Jirapen doesn't seem to notice, clipping tiny fly-away hair now, bending and looking into his face, she's all smiles, he's not.  "Look good. Want to go look in mirror?" she asks.

He practically jumps up heading for the bathroom. 

"Take mirror to see back," she insists. "Broken but you can see how you like it."

The smile and calm and bliss has never left her face, being or body. Happiness radiates around her. "Good hair cut," she says. "Do you like it?" she calls out to him.

So what happens I ask her. 

"You do not know this story?" she says, stopping, silent, waiting for an answer maybe, maybe not. "Okay. Lord bless him and he get back everything. Made him humble not ashamed. God not like shame, he was worship. Why have to wait to see God. Know right away. Love God with all you heart. Feel good."

That's the whole story. Book of Daniel in the Bible I learn from my husband upon his return after asking her to make a few adjustments. 

Then I get it. She never complained about the heat that day on the patio because she is humble and believes, has faith that all will go well for her. She has no doubt about that. And it does work that way for her. Things do come her way. She needs an apartment, and a house is offered to her along with payment for her outstanding bills. She loves God and he takes care of her. 

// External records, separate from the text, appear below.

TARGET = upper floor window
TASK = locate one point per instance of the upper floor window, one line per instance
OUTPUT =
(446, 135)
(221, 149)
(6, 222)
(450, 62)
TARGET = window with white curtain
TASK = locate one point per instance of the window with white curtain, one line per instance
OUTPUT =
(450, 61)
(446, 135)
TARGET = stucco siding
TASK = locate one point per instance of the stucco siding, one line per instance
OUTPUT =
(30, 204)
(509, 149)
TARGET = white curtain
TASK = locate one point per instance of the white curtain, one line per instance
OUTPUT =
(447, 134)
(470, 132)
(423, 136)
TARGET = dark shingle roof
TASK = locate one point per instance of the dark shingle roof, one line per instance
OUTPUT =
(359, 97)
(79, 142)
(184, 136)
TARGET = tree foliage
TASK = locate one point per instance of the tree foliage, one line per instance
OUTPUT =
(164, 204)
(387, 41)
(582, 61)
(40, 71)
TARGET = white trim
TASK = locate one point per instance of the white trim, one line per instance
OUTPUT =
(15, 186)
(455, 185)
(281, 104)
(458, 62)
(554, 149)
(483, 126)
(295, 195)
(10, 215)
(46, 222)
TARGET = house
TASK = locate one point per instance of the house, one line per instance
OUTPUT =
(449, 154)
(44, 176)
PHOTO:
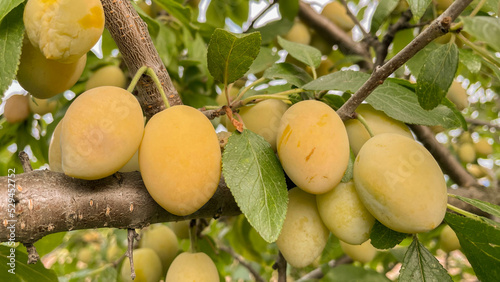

Besides, Thailand is much hotter than L.A. And, it's only a haircut for her friend who pays her money that she needs. I kiss her goodbye, she says a quick prayer hugging me in the process. A bag of oranges from our tree goes with her. We wave at each other from the front porch. She says something unintelligible to me, but I understand by the look on her face she loves me. My husband walks her to her car and pays her cash which she much prefers to a check. 

We'll do this all over again in a month. That day on the hot patio recedes into the past.  

When you are a whole being, all things come to you. Lau Tzu said that in something like 650 A.D.